Is this A-normal shape a realistic linear in size AST?
The essence of compilation with sequels Flanagan et.al. describe a linear time algorithm for converting a term to A-normal form . In short, A-normal form has all applications that only accept trivial arguments (like variables), and all non-trivial members must be concatenated.
Here's a (stupid) example of A-normal form:
let x0 = x0 in
let x2 = \ x1 -> x1 in
let x3 = 1 in
x2 x3
created from this non-normal member of the form:
let y = y in
(\ x0 -> x0) 1
I translated the schema code at the end of the article (page 11) into a lower Haskell module. However, I introduced monads to give me a source of fresh names and keep the display of renamed variables. My question is, does using monads destroy O (n) execution time of an algorithm in a document? I'm particularly worried about nesting >>=
, which for some monads results in O (n ^ 2) behavior.

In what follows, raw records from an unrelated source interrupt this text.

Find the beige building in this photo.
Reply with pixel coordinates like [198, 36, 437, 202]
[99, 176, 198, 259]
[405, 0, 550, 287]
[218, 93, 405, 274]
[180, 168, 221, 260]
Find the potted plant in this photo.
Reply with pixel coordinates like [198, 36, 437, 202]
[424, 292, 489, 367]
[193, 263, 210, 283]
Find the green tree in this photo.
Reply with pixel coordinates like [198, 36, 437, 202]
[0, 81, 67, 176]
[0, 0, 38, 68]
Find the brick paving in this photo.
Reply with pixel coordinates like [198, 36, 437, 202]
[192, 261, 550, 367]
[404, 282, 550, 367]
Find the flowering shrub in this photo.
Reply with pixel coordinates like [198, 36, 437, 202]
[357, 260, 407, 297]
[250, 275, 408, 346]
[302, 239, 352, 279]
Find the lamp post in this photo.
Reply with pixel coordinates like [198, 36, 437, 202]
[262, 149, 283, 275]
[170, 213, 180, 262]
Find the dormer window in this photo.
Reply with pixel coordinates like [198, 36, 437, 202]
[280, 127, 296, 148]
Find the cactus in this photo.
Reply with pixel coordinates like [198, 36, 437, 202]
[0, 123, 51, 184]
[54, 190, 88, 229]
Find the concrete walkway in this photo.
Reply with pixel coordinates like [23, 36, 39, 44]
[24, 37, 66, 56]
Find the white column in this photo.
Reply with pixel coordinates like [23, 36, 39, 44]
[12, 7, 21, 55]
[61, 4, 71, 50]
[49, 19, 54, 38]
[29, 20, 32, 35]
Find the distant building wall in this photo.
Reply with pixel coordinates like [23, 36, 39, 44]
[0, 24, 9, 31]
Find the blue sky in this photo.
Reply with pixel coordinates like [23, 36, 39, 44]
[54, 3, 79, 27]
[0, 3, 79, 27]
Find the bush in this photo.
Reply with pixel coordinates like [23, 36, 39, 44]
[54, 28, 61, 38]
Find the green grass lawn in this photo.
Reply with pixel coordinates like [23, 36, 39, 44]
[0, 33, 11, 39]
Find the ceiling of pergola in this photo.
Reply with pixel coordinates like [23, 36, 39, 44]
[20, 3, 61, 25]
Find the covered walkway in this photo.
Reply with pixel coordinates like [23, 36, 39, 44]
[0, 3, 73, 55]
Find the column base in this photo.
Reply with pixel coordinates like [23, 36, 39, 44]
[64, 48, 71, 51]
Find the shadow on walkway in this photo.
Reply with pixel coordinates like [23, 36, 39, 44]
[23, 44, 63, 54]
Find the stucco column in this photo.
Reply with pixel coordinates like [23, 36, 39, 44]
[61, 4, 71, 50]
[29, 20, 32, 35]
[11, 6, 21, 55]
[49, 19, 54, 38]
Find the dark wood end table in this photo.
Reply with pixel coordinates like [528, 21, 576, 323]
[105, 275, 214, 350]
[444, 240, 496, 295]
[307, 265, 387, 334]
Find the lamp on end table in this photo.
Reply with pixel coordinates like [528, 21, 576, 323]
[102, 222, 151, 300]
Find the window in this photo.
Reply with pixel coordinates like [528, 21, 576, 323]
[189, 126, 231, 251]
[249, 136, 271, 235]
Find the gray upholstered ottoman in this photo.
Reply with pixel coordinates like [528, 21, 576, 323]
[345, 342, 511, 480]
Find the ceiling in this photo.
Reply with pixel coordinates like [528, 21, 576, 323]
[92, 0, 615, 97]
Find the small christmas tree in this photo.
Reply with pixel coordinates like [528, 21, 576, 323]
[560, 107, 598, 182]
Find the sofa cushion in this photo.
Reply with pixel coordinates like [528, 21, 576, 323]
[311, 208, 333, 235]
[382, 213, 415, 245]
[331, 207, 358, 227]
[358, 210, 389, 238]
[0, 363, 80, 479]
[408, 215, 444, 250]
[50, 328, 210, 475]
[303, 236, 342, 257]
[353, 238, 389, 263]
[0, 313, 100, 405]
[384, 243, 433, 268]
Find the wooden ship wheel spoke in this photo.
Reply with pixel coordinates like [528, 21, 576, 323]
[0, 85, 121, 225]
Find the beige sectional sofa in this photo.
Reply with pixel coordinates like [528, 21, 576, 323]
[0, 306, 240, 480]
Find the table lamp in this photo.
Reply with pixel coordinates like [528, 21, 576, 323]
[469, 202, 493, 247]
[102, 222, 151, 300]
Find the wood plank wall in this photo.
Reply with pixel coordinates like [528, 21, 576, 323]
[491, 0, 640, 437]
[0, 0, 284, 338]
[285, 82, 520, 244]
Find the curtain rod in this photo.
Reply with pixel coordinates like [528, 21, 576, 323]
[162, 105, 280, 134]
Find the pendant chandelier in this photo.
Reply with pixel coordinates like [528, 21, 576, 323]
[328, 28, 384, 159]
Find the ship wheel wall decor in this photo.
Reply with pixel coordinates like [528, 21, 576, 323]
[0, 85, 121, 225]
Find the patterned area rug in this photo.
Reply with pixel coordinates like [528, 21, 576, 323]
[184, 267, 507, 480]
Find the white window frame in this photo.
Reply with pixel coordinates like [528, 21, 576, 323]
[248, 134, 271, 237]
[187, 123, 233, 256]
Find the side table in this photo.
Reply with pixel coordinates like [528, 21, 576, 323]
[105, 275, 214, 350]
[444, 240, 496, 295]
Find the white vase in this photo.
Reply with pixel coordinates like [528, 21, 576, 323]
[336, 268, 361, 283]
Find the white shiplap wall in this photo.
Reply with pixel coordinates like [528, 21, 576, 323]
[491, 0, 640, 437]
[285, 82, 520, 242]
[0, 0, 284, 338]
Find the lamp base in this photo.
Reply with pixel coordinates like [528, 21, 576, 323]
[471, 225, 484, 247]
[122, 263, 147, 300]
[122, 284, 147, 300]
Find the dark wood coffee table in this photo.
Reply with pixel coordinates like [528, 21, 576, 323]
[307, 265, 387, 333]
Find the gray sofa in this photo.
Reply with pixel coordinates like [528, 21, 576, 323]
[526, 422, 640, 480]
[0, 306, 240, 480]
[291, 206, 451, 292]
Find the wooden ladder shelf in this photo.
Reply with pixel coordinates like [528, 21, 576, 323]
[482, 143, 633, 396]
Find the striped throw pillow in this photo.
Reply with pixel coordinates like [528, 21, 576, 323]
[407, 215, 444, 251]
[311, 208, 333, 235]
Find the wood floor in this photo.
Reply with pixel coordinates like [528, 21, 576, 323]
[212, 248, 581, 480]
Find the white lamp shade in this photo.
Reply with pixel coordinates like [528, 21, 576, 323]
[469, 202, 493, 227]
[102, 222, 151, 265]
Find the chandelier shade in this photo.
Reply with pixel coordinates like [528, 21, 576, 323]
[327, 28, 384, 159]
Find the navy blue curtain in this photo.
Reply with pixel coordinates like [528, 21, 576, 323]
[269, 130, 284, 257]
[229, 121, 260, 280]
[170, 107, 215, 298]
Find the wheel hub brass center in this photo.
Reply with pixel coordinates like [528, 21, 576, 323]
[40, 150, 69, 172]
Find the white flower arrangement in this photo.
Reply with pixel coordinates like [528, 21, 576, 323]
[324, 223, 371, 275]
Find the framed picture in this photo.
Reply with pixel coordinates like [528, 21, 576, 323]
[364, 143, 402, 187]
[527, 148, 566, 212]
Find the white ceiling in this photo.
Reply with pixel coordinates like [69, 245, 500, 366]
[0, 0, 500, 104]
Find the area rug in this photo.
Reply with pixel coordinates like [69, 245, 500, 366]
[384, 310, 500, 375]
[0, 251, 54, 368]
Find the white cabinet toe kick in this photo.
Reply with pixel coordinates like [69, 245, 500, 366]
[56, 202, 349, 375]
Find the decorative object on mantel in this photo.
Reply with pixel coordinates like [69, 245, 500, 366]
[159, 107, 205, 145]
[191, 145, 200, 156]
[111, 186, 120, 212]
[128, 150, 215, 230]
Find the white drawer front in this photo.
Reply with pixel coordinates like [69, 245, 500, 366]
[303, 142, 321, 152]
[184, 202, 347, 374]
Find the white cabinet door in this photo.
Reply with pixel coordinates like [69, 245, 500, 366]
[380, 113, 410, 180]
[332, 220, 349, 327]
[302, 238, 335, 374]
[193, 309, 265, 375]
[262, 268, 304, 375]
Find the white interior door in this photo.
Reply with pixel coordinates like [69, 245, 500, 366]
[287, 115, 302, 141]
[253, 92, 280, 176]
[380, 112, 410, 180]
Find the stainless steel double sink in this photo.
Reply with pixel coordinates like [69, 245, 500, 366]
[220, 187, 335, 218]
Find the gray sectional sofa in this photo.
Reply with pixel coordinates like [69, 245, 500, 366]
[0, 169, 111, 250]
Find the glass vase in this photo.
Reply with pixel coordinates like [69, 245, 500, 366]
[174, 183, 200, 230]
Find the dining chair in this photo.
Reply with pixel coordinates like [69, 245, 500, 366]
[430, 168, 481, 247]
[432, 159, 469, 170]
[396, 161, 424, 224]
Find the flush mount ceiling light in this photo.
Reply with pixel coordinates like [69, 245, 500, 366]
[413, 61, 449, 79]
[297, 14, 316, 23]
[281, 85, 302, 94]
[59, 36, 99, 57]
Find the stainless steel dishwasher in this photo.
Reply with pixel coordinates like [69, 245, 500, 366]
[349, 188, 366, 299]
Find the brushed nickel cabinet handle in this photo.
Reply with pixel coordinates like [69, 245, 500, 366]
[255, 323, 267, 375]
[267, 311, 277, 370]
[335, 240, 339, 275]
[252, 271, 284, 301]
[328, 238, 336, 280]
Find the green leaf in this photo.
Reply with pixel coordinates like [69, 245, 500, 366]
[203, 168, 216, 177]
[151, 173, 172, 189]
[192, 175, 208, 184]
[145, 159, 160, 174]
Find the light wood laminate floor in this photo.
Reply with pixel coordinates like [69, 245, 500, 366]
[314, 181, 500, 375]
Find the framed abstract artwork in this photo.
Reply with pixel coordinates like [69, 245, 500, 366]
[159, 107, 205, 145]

-- Based on http://slang.soe.ucsc.edu/cormac/papers/pldi93.pdf
import Control.Applicative
import Control.Monad.State.Strict
import Control.Monad.Reader
import qualified Data.Map.Strict as M
type Name = String
data Term = Var Name
| Lam Name Term
| App Term Term
| Let Name Term Term
| Lit Int
deriving Show
type NameSupply a = ReaderT (M.Map Name Name) (State [Name]) a
fresh :: NameSupply String
fresh = do
(name:rest) <- get
put rest
return name
normalizeTerm :: Term -> NameSupply Term
normalizeTerm m = normalize m return
normalize :: Term -> (Term -> NameSupply Term) -> NameSupply Term
normalize m k = case m of
Var x -> do
mx' <- asks (M.lookup x)
case mx' of
Just x' -> k (Var x')
Nothing -> error $ "var not found: " ++ x
Lam x body -> do
x' <- fresh
k =<< (Lam x' <$> local (M.insert x x') (normalizeTerm body))
Let x m1 m2 -> do
x' <- fresh
local (M.insert x x') $ normalize m1 (\ n1 -> Let x' n1 <$> (normalize m2 k))
App m1 m2 -> normalizeName m1 (\ n1 -> normalizeName m2 (k . App n1))
(Lit _) -> k m
normalizeName :: Term -> (Term -> NameSupply Term) -> NameSupply Term
normalizeName m k = normalize m $ \ n -> do
x <- fresh
Let x n <$> k (Var x)
run :: Term -> Term
run = flip evalState names . flip runReaderT M.empty . normalizeTerm
where names = (map (("x" ++) . show) [0..])
example :: Term
example = Let "y" (Var "y") (App (Lam "x0" (Var "x0")) (Lit 1))
source to share
Your monad is simple ReaderT ... (State ...)
and both ReaderT
and State
are passing single values around, so there is no reason to wait for linear time (>>=)
or for an O (n) chain to take O (n ^ 2) time.
You can get left-nested quadratic blow-ups when the monad uses lists or sets or similar.